少しだけ低い位置から、強い眼差しを感じる。女はリヴァイの言葉を待っていた。
しかし、リヴァイはそれを知りながら踵を返した。
「おい……背を向けたら消えるんじゃなかったのか」
「あなた黙って帰る気?」
「お前こそいつまでも死神とくっちゃべっていたいのか。今日だって、お前の持論を借りれば、誰かが死んだんだろうが?」
少し間があって、女は淡々と答えた。
「猫。母親の猫がさっき、庭で丸まって死んでいた。でも、こうしてふて寝すれば少しは悲しくなくなるんだ」
背中ごしの声は微動だにしない。言葉の端々から「仕方ない」と言っているようで、どうしようもなく苛立ちを覚えた。
「母親のときも知り合いのときもそうしてきた、なんて言うんじゃねぇだろうな」
「もちろん、そうだよ」
「……そりゃ世話ねぇな。ずいぶんと、安い悲しみなこった」
リヴァイは少なからず失望していた。
未知であることで一種のきらめきを持っていた何かは、五年前、壁内で巨人を見たときに、脳裏をよぎったものと同じだった。
二歩目を踏み出しながら、リヴァイは眉をしかめた。まだ海は目の前に横たわっている。
「たしかに、そう言われても仕方ないかもしれない。悲しみに抗って、どうすればいいのか、わたしにはよく分からない」
女は、すべてを受け入れる。
近親を喪ったことも、自分の涙も、死神も巨人の侵入も人類の滅亡も、すべてだ。
リヴァイにとってそれは、拠り所としていたものを根底から覆すものであり、許されないものだった。
ずぶり。靴底が傾いて、白い砂が足裏を滑る感触がする。リヴァイはまさに三歩目を踏み出そうとしていた。

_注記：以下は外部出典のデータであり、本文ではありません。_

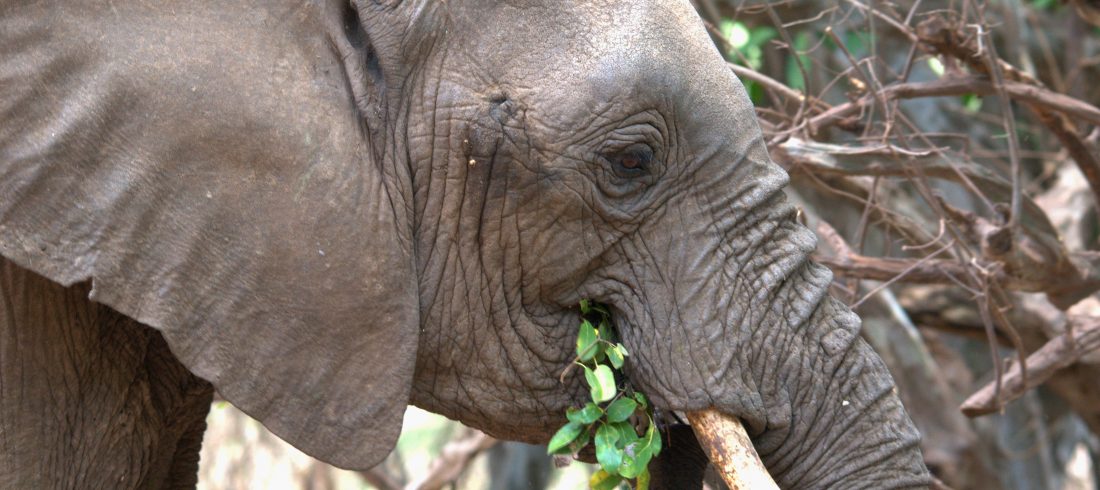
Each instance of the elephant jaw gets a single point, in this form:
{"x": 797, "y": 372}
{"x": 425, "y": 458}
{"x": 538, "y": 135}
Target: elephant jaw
{"x": 730, "y": 450}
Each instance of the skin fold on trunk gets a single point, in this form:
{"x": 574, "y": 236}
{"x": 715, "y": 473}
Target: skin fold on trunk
{"x": 730, "y": 450}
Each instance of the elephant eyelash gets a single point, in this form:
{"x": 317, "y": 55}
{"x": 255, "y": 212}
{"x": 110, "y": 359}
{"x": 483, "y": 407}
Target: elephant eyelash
{"x": 634, "y": 161}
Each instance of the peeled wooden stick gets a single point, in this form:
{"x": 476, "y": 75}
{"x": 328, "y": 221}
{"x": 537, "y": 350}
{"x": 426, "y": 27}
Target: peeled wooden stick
{"x": 730, "y": 452}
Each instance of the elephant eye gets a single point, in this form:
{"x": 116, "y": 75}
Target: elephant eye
{"x": 633, "y": 161}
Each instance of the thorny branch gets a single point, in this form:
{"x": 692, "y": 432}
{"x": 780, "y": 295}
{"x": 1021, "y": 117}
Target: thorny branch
{"x": 1009, "y": 247}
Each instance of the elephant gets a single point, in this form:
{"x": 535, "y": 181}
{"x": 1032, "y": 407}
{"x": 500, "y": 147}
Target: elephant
{"x": 327, "y": 210}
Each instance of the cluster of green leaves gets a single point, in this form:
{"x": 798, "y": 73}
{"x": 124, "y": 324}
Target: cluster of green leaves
{"x": 746, "y": 49}
{"x": 623, "y": 454}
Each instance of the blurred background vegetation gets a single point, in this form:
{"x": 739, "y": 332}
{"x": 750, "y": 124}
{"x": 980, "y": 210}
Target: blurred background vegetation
{"x": 946, "y": 152}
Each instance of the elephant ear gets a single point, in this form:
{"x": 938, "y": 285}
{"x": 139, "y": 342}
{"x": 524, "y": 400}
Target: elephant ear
{"x": 205, "y": 164}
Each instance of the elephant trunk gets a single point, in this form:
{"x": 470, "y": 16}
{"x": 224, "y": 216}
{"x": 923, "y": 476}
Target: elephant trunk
{"x": 827, "y": 414}
{"x": 743, "y": 324}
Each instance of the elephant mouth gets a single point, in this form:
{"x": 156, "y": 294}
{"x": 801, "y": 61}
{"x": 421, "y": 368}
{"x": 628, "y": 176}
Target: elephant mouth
{"x": 726, "y": 444}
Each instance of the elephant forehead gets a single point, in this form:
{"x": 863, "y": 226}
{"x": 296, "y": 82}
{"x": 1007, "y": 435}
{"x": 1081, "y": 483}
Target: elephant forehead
{"x": 570, "y": 61}
{"x": 567, "y": 41}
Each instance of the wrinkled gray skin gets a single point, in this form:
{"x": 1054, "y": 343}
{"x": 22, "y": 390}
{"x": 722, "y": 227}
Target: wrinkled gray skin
{"x": 330, "y": 211}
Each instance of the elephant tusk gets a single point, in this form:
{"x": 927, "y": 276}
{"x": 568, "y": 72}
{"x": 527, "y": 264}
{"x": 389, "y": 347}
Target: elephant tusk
{"x": 730, "y": 450}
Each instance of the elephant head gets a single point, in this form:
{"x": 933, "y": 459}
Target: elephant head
{"x": 331, "y": 210}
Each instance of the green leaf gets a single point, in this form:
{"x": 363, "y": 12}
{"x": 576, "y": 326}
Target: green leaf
{"x": 615, "y": 357}
{"x": 607, "y": 452}
{"x": 564, "y": 436}
{"x": 642, "y": 482}
{"x": 604, "y": 480}
{"x": 653, "y": 436}
{"x": 578, "y": 444}
{"x": 587, "y": 415}
{"x": 620, "y": 410}
{"x": 601, "y": 382}
{"x": 586, "y": 340}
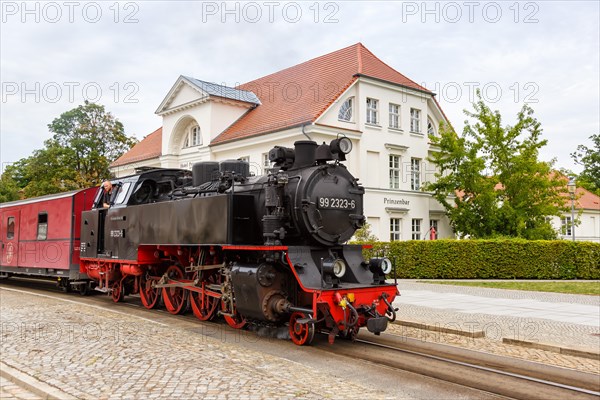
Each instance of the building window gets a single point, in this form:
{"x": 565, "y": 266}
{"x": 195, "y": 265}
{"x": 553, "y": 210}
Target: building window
{"x": 372, "y": 105}
{"x": 193, "y": 138}
{"x": 566, "y": 226}
{"x": 433, "y": 229}
{"x": 415, "y": 174}
{"x": 415, "y": 120}
{"x": 42, "y": 226}
{"x": 430, "y": 127}
{"x": 345, "y": 113}
{"x": 394, "y": 171}
{"x": 10, "y": 228}
{"x": 394, "y": 116}
{"x": 266, "y": 163}
{"x": 416, "y": 229}
{"x": 395, "y": 229}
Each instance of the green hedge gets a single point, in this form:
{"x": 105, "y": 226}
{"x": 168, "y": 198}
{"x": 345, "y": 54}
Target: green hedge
{"x": 494, "y": 259}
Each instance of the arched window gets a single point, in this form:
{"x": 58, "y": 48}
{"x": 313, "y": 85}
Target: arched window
{"x": 193, "y": 137}
{"x": 430, "y": 127}
{"x": 345, "y": 113}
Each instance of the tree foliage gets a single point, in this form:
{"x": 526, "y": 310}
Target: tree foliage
{"x": 364, "y": 234}
{"x": 589, "y": 158}
{"x": 85, "y": 140}
{"x": 490, "y": 180}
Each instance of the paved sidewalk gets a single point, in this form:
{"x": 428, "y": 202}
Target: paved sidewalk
{"x": 12, "y": 391}
{"x": 564, "y": 319}
{"x": 93, "y": 353}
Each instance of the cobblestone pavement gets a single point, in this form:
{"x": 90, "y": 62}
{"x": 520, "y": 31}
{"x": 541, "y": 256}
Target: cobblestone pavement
{"x": 11, "y": 391}
{"x": 496, "y": 327}
{"x": 87, "y": 353}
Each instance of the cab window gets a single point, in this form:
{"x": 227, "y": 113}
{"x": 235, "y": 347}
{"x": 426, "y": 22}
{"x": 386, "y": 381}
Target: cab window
{"x": 42, "y": 226}
{"x": 122, "y": 193}
{"x": 10, "y": 228}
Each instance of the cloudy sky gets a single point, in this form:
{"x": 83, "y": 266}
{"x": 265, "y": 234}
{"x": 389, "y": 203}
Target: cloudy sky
{"x": 127, "y": 55}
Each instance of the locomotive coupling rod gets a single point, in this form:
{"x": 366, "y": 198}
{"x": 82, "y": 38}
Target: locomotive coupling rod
{"x": 300, "y": 309}
{"x": 178, "y": 284}
{"x": 193, "y": 268}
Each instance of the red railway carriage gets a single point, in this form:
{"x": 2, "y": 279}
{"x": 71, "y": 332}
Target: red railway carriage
{"x": 265, "y": 251}
{"x": 40, "y": 236}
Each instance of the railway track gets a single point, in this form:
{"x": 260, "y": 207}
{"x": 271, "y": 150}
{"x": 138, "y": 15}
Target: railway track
{"x": 489, "y": 374}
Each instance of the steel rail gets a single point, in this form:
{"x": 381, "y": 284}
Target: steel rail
{"x": 483, "y": 368}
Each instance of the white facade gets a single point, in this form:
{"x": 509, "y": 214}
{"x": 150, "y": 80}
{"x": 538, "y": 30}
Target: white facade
{"x": 587, "y": 225}
{"x": 397, "y": 209}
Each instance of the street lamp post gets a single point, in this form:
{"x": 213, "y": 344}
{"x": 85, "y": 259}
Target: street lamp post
{"x": 571, "y": 186}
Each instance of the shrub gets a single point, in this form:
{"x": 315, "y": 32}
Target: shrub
{"x": 492, "y": 259}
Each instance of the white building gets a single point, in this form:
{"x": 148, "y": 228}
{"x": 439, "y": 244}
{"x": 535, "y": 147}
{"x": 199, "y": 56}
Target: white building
{"x": 350, "y": 92}
{"x": 587, "y": 218}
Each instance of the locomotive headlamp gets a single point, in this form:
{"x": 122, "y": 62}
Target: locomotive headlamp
{"x": 380, "y": 263}
{"x": 336, "y": 267}
{"x": 342, "y": 145}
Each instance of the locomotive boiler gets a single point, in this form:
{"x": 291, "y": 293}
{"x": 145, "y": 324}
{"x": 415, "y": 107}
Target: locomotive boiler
{"x": 266, "y": 250}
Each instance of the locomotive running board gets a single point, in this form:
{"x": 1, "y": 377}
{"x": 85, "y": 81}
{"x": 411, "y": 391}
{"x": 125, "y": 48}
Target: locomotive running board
{"x": 178, "y": 284}
{"x": 194, "y": 268}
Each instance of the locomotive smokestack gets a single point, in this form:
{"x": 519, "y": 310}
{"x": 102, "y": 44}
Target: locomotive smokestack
{"x": 305, "y": 153}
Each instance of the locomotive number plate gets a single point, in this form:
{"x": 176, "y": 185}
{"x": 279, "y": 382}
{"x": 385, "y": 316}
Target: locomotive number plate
{"x": 336, "y": 203}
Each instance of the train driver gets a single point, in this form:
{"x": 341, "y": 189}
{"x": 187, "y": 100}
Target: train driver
{"x": 106, "y": 194}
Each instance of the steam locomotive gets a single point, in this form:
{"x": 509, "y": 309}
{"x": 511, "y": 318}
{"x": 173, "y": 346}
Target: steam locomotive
{"x": 267, "y": 250}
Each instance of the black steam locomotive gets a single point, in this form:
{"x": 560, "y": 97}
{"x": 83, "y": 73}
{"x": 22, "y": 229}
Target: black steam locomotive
{"x": 265, "y": 250}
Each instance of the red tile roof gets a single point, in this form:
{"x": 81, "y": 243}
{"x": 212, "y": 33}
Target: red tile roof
{"x": 292, "y": 97}
{"x": 300, "y": 94}
{"x": 148, "y": 147}
{"x": 586, "y": 200}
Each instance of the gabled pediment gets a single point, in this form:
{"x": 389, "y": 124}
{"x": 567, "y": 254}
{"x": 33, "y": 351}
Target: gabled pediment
{"x": 182, "y": 93}
{"x": 187, "y": 92}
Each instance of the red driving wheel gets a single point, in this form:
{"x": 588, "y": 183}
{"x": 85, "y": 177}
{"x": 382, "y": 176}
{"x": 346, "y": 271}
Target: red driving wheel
{"x": 301, "y": 334}
{"x": 204, "y": 306}
{"x": 148, "y": 294}
{"x": 174, "y": 297}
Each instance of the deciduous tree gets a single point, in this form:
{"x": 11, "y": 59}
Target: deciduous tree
{"x": 85, "y": 140}
{"x": 490, "y": 179}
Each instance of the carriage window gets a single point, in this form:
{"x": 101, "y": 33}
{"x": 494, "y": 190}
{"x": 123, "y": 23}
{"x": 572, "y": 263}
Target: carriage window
{"x": 42, "y": 226}
{"x": 122, "y": 192}
{"x": 10, "y": 228}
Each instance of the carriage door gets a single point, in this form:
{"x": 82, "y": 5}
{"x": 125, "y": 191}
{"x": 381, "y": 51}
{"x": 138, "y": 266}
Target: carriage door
{"x": 10, "y": 239}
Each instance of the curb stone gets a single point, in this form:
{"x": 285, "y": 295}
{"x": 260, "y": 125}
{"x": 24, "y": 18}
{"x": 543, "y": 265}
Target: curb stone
{"x": 32, "y": 384}
{"x": 594, "y": 355}
{"x": 437, "y": 328}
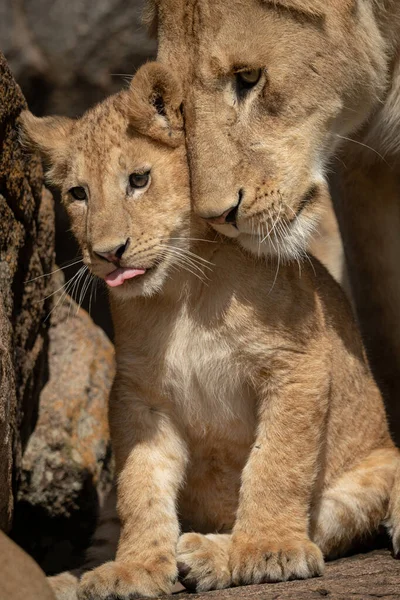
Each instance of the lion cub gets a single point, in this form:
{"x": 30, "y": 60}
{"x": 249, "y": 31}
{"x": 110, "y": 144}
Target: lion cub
{"x": 243, "y": 408}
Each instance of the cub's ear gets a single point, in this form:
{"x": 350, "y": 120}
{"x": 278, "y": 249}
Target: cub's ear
{"x": 154, "y": 104}
{"x": 48, "y": 135}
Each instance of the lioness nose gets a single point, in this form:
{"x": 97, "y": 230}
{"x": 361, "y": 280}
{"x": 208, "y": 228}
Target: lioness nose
{"x": 115, "y": 254}
{"x": 228, "y": 216}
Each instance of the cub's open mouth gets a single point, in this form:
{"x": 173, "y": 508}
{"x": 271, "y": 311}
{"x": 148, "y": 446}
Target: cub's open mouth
{"x": 118, "y": 276}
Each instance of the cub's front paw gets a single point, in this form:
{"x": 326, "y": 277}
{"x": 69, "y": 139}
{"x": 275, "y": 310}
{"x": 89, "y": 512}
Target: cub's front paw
{"x": 64, "y": 586}
{"x": 203, "y": 562}
{"x": 260, "y": 560}
{"x": 128, "y": 580}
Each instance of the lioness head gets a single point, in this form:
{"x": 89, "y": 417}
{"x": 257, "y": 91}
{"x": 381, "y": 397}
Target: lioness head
{"x": 123, "y": 174}
{"x": 271, "y": 89}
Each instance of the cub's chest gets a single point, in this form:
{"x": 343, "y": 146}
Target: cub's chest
{"x": 203, "y": 377}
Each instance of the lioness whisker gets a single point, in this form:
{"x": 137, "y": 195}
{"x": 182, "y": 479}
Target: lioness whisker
{"x": 65, "y": 266}
{"x": 347, "y": 139}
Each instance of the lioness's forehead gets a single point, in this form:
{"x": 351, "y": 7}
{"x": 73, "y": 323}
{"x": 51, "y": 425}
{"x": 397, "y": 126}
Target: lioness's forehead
{"x": 221, "y": 35}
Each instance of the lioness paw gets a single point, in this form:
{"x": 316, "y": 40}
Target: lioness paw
{"x": 203, "y": 562}
{"x": 128, "y": 580}
{"x": 261, "y": 561}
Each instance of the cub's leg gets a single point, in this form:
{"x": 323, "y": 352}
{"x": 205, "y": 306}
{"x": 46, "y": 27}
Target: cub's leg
{"x": 393, "y": 520}
{"x": 270, "y": 540}
{"x": 150, "y": 458}
{"x": 356, "y": 504}
{"x": 203, "y": 561}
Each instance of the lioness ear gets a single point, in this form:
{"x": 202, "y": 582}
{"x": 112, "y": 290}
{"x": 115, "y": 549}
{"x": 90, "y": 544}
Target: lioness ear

「だけどね、安くなってしまったのは、あなたのせいだ。会えば救われると思わせたのはあなただ。わたしよりずっと悲しそうな顔したあなたと話していると、わたしは、安心した」
最後の方はほとんど叫び声に近かった。
リヴァイは身動きひとつ取れずにいた。誰かの言葉に鳥肌が立つなんて、ずいぶん久しぶりのことだった。
「下には下がいるってか……最低な奴だな」
「知ってるよ。その上で言った。だから、あなたにどう思われても受け入れるしかない」
「ならば言うが……共有していると思っていたのは俺だけか? 」
背後で女が息を飲んだ。これは夢なのか、そんなことはもう問題では無かった。
リヴァイは女の顔を見ようと、後ろを振り向いた。
「あーもうっ、どこ行きやがったあの野郎……面倒くさいなあ」
反転した視界で、リヴァイは天井を見つめていた。
上体を起こしながら、そういえばソファで仮眠を取っていたことを思い出す。
海だった場所に格子窓が、女が立っていた位置にハンジの後ろ姿があった。間違いなく、リヴァイの部屋だった。
「そこは嘘でも怪我人だからと言う場所だろうが……」
「うわああっ!?リヴァイ、いつの間に!?」
「あ? お前とうとう失明したか。ずっとここで寝てたじゃねぇか」
「さすがに私の目もそこまであんたを拒否ってないよ……って、やっぱり窓から入ってきたんだろ。床、砂だらけじゃあないか」
おいおい、どういうこった。
珍しいことに、汚いはずの靴も気にならず、リヴァイは無意識の内に口角すら上げていた。